The ACLU of Massachusetts wants access to the Boston Police Department's gang database and it's suing the department to get it.

The civil rights group says increasingly, allegations of gang involvement are being used against Central American youth in immigration court, and there's no way to gauge the accuracy of the gang database without getting a look inside the system.

Along with more than a dozen other community groups, the ACLU six months ago asked Boston police for access to the gang database. Since then, the groups say, they've received incomplete information. The lawsuit filed Thursday in Suffolk Superior Court seeks access to the remaining documents.

The organizations say the point was never to see names or personal information of individuals in the database. Instead, the groups want to know the demographic background of people in the system — things like race, age, local ZIP code and nationality.

Adriana Lafaille, a staff attorney at the ACLU of Massachusetts, says the group found a troubling trend around the gang database and how it's being used by federal immigration officials.

"We have been hearing for a while from immigration attorneys about the consequence of gang allegations for their clients and the use of gang allegations in the immigration court," Lafaille said.

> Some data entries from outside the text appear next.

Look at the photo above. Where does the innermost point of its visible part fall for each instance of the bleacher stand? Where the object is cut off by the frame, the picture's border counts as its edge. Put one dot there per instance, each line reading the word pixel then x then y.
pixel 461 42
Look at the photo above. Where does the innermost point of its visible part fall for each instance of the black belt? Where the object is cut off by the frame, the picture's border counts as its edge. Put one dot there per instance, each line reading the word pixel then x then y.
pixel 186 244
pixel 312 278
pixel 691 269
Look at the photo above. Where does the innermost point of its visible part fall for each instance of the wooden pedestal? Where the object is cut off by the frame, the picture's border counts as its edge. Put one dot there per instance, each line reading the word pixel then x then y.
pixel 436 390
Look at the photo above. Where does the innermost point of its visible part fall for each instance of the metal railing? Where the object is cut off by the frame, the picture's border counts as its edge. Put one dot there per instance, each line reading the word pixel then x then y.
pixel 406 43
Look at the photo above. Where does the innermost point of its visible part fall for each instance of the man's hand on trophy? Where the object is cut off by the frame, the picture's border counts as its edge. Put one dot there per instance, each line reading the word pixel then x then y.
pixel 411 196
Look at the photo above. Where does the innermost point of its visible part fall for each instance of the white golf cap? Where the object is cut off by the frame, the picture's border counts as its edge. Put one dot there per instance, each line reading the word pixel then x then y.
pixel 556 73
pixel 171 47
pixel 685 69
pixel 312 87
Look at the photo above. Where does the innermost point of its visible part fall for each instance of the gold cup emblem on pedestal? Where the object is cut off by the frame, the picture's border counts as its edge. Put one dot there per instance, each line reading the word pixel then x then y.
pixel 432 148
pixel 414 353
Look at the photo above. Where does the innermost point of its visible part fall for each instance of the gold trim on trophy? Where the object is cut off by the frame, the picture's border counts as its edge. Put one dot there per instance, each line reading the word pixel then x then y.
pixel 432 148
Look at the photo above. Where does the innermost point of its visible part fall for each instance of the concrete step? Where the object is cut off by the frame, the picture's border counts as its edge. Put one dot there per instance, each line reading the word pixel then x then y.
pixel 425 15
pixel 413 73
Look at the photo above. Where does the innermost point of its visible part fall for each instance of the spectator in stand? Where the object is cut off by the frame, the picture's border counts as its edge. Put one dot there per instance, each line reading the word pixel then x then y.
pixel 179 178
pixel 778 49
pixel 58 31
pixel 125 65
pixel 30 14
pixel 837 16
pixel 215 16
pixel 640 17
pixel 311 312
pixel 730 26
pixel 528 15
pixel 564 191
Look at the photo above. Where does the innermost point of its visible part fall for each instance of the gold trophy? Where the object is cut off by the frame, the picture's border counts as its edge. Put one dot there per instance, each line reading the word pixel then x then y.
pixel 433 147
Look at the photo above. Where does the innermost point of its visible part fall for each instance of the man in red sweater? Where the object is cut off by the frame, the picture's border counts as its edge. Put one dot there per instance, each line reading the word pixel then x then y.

These complaints from immigration attorneys prompted the public records request back in May. She says the government commonly uses the gang label against a young person in immigration court to keep them in detention. That practice, she says, is intensifying as more families and young people flee ongoing violence in Central American countries.

"It's especially troubling that we use this gang database system to deny them the very protection that they seek," Lafaille said, "to label them as gang members themselves and ultimately, to detain and try to remove them from the United States."

10 Points: Gang Member

According to a 2014 criminal justice report, Boston police use a point system to determine a person's gang involvement: two points for being seen with an alleged gang member, four points for flashing a hand gesture that's believed to be a gang sign. Racking up 10 points can lead to the label of gang member.

The ACLU says individuals are not notified when they're added to the gang database.

For Orlando, a young man from El Salvador and a former student at East Boston High School, it wasn't until a government attorney presented a school incident report in immigration court that he and his lawyer learned he'd been labeled an associate of the gang MS-13.

Sarah Sherman-Stokes is a clinical teaching fellow at Boston University's School of Law and represented Orlando. We're only using his middle name because he has since been deported to El Salvador and fears for his safety there.

"The introduction of this incident report really set off a chain of events for my client that were devastating," Sherman-Stokes said.

She questions why a school incident report ended up in the hands of federal agents. After accessing the report, she believes, the government identified pictures of Orlando on social media wearing a blue soccer jersey to support its claim of gang membership. Sherman-Stokes believes Orlando was ultimately denied asylum because of the gang label.

"It was pretty shocking, and perhaps even more shocking, that it was compelling to an immigration judge in finding that the client was in fact a gang affiliate, or a gang member, and should be deported on that basis," she said.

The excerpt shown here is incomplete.